« December 2004 | Main | February 2005 »

January 20, 2005


I've been meaning to post this for at least a week ...

It's been quite gratifying to see my notes on the Google/Stanford deal posted in various blogs. Unfortunately, there won't be a chance for me to present more info because I'm leaving Stanford in 2 weeks.

It's another internship, to last 6 months. I'm going to be pretty poor for a while and it's going to take some creative fundraising to get to either SLA or ALA this summer (or, in theory, both). And I've been warned that my day-to-day tasks will be pretty mundane. My commute won't be much fun, either (an hour away, in light traffic).

However, I think it'll be worth it. I'll be working at the Internet Archive.
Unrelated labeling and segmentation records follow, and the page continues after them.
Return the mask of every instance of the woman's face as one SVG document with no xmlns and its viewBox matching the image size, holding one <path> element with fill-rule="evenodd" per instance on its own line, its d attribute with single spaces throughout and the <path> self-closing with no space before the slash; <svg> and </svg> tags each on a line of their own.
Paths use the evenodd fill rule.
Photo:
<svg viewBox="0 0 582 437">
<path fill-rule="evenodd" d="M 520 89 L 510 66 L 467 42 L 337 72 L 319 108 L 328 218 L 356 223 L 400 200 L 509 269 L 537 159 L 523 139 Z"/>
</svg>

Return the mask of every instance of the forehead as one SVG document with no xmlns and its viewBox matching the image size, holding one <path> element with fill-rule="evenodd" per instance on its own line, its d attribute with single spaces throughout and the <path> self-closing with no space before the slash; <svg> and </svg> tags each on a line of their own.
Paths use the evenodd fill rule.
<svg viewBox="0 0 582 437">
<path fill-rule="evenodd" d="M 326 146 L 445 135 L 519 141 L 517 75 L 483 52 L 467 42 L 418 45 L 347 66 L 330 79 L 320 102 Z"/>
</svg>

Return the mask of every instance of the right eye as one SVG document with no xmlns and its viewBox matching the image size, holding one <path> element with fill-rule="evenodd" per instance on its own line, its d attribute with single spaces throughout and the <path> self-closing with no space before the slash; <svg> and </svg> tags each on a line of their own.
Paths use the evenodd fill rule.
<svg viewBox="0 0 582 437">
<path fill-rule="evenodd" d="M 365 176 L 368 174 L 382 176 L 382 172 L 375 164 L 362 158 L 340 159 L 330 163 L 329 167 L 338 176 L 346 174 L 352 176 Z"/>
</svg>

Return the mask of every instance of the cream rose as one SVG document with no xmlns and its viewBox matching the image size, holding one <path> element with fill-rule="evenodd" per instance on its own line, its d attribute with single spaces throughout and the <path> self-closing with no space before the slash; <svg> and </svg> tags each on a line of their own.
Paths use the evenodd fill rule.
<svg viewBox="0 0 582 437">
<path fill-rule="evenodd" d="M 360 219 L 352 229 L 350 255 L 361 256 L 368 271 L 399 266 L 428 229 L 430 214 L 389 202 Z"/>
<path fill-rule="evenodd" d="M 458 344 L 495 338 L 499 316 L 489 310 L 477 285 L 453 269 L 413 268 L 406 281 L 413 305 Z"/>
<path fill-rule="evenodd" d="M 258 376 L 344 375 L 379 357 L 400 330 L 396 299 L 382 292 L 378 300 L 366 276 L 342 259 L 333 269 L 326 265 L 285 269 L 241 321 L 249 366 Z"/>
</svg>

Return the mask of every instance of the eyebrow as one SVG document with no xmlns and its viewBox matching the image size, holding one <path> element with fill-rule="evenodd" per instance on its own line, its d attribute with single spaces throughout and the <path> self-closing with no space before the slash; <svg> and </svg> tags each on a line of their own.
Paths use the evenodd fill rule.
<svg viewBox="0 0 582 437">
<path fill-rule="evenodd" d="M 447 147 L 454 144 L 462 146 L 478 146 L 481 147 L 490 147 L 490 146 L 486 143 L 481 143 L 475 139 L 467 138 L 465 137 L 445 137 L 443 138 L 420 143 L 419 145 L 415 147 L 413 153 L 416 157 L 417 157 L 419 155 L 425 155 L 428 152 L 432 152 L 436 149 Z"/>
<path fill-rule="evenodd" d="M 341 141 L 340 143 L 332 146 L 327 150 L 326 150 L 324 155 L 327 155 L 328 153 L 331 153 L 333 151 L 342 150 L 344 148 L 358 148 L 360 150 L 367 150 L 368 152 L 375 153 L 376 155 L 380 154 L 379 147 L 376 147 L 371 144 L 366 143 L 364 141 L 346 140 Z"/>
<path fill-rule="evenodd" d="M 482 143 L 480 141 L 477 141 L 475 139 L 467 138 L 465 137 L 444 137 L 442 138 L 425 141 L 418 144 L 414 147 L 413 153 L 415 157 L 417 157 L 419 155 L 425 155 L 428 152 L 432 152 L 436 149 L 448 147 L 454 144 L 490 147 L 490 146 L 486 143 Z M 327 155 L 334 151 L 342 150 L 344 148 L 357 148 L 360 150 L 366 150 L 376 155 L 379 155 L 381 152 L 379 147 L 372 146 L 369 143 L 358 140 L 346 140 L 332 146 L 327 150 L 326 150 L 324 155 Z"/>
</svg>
Mostly doing QA and basic metadata work on non-web collection.

It should be fun. And kinda scary. I'll let you know how it goes.

January 18, 2005

Stanford FAQs

More Stanford info about the Google project

January 14, 2005

Bits of news

As evidenced by my lack of gushing enthusiasm, I am not attending Midwinter. The end of last year left me incredibly tired and I just didn't have it in me to go to Boston in the middle of winter and ride busses to go to meetings I'd be too tired to even care about.

I do look forward to reading about Midwinter from various usual and unusual suspects, including the new official ALA blog by PLA.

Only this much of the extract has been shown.